The book is entitled Lucky: Little Guy, Big Mission. It was written by Eileen Doyon and Christy Gardner, illustrated by Susan Spellman and is inspired by real people, real dogs and real stories. From the moment you open this book, you know you are in for something special.
The book is dedicated to Christy and the dedications reads:
“I first met Christy in 2014 when she wrote a story about Moxie (whom we will meet in the story), her service dog, in my book, Pet Tales.
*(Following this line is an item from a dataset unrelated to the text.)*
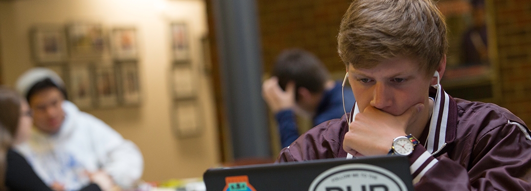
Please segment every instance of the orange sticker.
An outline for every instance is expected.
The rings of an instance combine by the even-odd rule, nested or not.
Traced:
[[[225,177],[225,184],[223,191],[256,191],[247,175]]]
She inspired me from the moment I met her. First, thank you for your service to our great country. Christy is an Army Veteran. After being injured in the line of duty and overcoming extraordinary physical, mental and emotional issues, Christy tackles life each and every day with 150% effort and never gives up! She is such an inspiration to us all as she lives life, plays Sled Hockey and competes in other sports all around the globe.
With Moxie at her side, she now is training other puppies, like Lucky, to become service/therapy dogs to help other Veterans.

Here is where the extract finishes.